Self-hosted study companion: turn lecture PDFs into audiobooks, flashcards and exam sessions — entirely on your own hardware. No cloud, no API credits, no subscription.
Note: Personal hobby project for data-obsessed self-hosters. Not intended for commercial use, no warranties, no support guarantees.
Built alongside a job with a lot of time behind the wheel and an open-university degree on the side. Reality of that combination:
- Lecture scripts pile up faster than evenings to read them. A ~100-page chapter eats a Sunday; a commute eats nothing.
- The cloud-AI study tools out there want to host your scripts. Some of mine come from a private university, some from internal training — those PDFs aren't going on a SaaS server.
- And honestly: while every "AI study buddy" still routes everything through someone else's GPU 🙃 I'd rather burn my own electricity.

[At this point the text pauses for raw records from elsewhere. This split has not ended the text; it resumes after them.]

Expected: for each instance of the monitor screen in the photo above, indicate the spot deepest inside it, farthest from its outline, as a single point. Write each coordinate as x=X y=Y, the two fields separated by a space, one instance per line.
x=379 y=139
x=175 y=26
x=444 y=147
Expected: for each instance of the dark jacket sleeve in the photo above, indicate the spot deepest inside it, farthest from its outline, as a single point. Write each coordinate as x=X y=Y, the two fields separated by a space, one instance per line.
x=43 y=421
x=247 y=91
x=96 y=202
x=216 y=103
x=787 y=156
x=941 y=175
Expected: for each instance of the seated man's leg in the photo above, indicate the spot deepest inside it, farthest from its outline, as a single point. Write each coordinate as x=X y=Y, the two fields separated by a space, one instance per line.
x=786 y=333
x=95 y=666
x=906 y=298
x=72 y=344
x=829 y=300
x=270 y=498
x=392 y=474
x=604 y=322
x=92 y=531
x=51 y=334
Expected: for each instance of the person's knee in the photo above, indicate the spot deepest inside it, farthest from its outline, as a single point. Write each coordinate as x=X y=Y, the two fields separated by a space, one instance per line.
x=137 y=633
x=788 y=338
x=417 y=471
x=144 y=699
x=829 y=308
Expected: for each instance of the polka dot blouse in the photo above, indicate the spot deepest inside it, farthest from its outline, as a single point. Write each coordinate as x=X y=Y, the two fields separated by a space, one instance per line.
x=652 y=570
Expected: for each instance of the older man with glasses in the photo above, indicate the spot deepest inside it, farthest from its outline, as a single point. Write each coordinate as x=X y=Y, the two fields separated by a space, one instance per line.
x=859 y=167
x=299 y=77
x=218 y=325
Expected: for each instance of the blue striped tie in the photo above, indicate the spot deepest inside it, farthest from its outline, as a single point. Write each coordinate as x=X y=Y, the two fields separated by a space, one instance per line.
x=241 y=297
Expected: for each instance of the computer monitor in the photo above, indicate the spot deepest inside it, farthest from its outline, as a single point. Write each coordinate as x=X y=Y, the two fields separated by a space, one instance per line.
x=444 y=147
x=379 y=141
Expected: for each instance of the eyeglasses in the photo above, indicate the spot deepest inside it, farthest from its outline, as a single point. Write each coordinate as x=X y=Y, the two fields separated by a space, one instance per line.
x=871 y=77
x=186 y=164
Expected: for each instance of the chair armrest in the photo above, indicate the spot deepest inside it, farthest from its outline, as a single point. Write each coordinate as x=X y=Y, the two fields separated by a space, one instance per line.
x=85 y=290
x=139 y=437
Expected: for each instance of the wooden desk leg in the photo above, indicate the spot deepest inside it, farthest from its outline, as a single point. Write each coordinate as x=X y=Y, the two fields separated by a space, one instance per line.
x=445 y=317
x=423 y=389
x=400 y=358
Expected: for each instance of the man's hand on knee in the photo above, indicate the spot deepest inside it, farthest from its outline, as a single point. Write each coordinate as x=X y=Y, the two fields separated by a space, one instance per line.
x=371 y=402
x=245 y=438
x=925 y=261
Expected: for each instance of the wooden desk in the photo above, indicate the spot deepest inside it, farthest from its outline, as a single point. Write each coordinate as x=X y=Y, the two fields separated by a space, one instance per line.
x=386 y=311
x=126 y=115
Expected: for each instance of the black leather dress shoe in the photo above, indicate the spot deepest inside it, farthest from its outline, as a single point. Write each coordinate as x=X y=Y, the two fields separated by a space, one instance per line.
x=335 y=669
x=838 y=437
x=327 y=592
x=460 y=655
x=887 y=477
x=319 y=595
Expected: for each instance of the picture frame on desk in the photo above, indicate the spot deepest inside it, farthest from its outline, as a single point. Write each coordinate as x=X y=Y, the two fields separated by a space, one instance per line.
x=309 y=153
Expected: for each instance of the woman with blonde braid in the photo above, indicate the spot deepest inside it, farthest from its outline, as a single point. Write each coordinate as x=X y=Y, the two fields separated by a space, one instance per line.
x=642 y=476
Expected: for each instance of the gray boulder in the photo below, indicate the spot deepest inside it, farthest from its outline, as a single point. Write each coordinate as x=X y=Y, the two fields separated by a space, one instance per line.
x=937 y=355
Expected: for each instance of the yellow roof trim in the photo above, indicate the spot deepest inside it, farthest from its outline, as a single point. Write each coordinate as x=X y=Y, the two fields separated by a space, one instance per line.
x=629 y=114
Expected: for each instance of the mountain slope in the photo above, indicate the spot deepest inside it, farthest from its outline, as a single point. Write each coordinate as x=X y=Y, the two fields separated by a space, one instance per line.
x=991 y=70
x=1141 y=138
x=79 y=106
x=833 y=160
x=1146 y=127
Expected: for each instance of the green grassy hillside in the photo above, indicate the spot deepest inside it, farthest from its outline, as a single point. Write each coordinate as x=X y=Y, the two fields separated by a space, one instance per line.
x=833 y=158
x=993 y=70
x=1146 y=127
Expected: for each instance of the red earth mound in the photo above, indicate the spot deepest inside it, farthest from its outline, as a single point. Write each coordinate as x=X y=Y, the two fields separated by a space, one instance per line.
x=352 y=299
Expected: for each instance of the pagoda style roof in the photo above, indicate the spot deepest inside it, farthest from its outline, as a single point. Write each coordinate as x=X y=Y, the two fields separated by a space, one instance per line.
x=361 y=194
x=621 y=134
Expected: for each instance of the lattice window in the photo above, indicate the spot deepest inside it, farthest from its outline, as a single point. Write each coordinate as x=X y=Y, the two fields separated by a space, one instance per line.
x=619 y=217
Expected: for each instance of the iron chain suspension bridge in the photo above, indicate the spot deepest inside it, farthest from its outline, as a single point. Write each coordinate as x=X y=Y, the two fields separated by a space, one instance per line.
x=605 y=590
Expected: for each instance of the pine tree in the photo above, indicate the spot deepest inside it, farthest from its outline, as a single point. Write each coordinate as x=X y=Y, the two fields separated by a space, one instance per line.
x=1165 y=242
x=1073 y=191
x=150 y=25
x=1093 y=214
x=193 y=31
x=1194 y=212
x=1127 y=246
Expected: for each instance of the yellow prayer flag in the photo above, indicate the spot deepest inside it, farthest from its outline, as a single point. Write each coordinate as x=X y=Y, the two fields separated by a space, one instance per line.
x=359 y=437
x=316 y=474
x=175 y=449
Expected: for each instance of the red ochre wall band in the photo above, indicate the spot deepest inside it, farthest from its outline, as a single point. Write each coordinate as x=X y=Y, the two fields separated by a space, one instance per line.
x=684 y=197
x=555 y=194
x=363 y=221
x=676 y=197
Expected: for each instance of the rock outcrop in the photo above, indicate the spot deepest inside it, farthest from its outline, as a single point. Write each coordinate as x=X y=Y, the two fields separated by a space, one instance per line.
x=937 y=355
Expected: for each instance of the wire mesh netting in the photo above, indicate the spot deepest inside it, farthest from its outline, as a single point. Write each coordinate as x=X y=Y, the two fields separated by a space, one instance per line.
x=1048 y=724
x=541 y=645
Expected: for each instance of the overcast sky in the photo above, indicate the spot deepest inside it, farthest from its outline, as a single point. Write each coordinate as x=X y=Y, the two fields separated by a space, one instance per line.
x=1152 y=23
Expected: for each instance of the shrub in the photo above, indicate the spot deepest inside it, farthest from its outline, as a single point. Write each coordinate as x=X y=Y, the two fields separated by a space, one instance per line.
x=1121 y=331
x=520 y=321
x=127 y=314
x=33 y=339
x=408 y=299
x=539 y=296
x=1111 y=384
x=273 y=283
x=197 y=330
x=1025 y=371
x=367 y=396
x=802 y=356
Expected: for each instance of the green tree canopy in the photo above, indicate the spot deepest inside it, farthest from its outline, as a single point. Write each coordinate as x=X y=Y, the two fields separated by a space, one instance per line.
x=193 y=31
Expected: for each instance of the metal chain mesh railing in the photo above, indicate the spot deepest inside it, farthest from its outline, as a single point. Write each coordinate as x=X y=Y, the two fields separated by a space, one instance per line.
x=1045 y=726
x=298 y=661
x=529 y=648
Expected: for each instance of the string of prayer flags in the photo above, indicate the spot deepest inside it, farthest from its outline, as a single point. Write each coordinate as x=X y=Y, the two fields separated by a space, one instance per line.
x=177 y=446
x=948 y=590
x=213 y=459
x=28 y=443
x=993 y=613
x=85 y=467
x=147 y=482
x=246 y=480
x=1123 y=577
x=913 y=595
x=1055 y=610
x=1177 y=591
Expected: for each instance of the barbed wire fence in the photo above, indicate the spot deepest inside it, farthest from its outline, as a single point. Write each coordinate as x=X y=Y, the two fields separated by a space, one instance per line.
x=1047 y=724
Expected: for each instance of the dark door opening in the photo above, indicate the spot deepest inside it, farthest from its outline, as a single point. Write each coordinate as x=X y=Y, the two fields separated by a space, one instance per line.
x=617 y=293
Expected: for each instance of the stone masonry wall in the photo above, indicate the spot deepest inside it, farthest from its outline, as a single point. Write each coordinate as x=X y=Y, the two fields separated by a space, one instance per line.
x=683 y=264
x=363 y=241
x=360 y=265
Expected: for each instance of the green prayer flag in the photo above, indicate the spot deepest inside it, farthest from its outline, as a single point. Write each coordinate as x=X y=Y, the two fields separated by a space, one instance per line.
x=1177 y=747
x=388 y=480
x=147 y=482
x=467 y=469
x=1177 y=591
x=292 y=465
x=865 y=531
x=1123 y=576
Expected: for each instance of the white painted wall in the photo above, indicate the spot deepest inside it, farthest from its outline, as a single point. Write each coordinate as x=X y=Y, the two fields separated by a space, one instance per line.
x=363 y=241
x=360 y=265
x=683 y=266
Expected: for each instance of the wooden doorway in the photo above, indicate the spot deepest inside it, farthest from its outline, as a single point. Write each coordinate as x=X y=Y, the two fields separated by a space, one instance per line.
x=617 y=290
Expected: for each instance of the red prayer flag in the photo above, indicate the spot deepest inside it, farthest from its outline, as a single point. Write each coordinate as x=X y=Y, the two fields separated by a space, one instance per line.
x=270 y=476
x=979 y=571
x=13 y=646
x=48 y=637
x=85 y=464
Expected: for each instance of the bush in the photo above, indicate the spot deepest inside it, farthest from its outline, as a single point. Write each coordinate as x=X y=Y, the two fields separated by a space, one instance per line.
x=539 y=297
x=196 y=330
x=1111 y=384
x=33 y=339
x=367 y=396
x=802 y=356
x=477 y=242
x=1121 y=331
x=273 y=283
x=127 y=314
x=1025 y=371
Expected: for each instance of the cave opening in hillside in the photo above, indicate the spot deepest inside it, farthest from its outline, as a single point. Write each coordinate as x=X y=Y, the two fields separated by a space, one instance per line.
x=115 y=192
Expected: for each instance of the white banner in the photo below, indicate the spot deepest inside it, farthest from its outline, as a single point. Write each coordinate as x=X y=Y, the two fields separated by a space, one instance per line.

So I built PageMentor: drop a PDF in, and the same evening you get back an M4B audiobook for the car, an AI-generated flashcard deck for the train and a timed exam trainer for the weekend before the actual exam. All three driven by a local Ollama + local TTS stack, with cloud LLMs as optional fallback.
If you're in the same bucket — long drives, open-university study, sensitive material, limited quiet desk time — the tool was designed for exactly that.
PageMentor is a fresh build and does not fork any existing project.
Three things, one drag-and-drop:
Drop in a PDF, get back an M4B audiobook with chapter markers — narrated by local Qwen3-TTS-Flash (Apache 2.0) or Microsoft Edge Neural as fallback. One-click upload to Audiobookshelf, or subscribe as a private podcast feed.
AI-generated flashcards + SM-2 spaced repetition. Exercises are pulled automatically from the chapter text, cards are generated by a local Ollama model, and the review loop tracks your progress with keyboard shortcuts.
Timed exam trainer with score history. Picks questions from your card deck, times you, gives you side-by-side review of your answers versus the reference — and plots the trend as a sparkline.
- 🔒 Your PDFs never leave your network — ideal for university scripts, internal training material, anything you don't want in a SaaS log.
- 🆓 No API keys required — every feature runs against a local Ollama + local TTS. Cloud LLMs (Claude / OpenAI / Gemini) are optional fallbacks, configured from the UI.
- 🏠 One Docker stack — runs on a Synology NAS (bind-mounted data), scales to a GPU workstation when you want speed.
- Server know-how. This is Docker-Compose + Portainer territory. If you've never bind-mounted a NAS volume or opened a stack file, expect a learning curve.
- A decent GPU on the host that runs Ollama and Qwen3-TTS. A used RTX 3090 (24 GB) handles the full stack comfortably; smaller cards work if you scale the models down.
Every heavy component is swappable from the Settings modal, so the stack scales from a laptop to a 24 GB workstation:
- Ollama model — swap
llama3.2:3bforqwen2.5:7b,gemma3:27bor whatever your VRAM budget allows; models pulled on the Ollama box show up automatically. - Qwen3-TTS model variant — pick between Qwen-Base (voice-clone),
CustomVoice (preset slots) and VoiceDesign (text-described). Lower
the
max_new_tokensif your GPU OOMs. - TTS chunk size — max characters per synthesis request. Smaller chunks (1500–2500) are safer on a 12 GB card, larger chunks (3500–4000) give better prosody continuity on a 24 GB card.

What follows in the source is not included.